The dollar hit the skids versus the euro and most other majors on Wednesday as global equities snapped out of their recent funk.
Encouraging data from China helped drive Asian stocks sharply higher, and European shares followed suit, fueling increased risk appetite.
US stock futures are also pointing to significant gains at the opening bell.
China’s manufacturing activity picked up in August, and Australia’s economy expanded at the fastest pace in three years, easing concerns about global demand for goods and resources.
In economic news from across the Atlantic, recovery in the Eurozone manufacturing sector slowed in August as all major nations in the bloc, except France, experienced a slowdown.
The dollar was hammered by the aussie, falling to a month and a half low of 0.9060. At the same time, the dollar fell to a ten-day low of $1.2800 against the euro, down more than a penny from yesterday’s levels.
Still, the buck was stuck in the mud versus the yen, hovering just above a recent 15-year low of Y83.58. There was little movement versus the sterling, with the buck holding within a penny of yesterday’s 6-week high of $1.5326.
Another round of key economic data from the US will keep traders busy today, including a closely-watched prelude to Friday’s monthly jobs report from the Labor Department.

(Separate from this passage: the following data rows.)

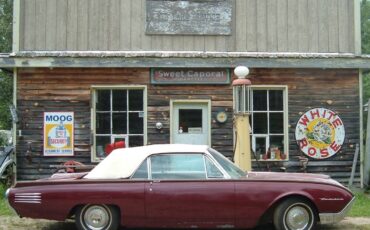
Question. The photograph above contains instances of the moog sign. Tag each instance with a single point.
(58, 133)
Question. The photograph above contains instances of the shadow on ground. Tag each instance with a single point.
(13, 222)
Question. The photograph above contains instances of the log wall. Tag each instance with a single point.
(40, 90)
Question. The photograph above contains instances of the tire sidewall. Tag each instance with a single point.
(282, 210)
(113, 222)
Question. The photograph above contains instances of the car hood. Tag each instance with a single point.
(65, 176)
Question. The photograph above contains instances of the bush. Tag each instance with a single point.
(4, 137)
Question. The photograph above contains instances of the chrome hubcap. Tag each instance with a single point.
(96, 217)
(297, 218)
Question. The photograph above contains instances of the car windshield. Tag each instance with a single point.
(226, 164)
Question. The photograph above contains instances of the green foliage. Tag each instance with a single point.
(6, 80)
(365, 26)
(4, 209)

The ADP National Employment report, that sheds light on non-farm private employment in the country will be released at 8.15 a.m. ET. Economists expect that private employers added 13,000 jobs in August.
At 10.00 a.m. ET, the results of the manufacturing survey of the Institute for Supply Management for August will be tabled. Economists expect that the index to show a reading of 52.9 for August, lower than the 55.5 recorded for July.
The Commerce Department will release its report on construction spending for July at 10.00 a.m ET. Economists forecast that construction spending contracted 0.7% during the month, following a 0.1% increase in the previous month.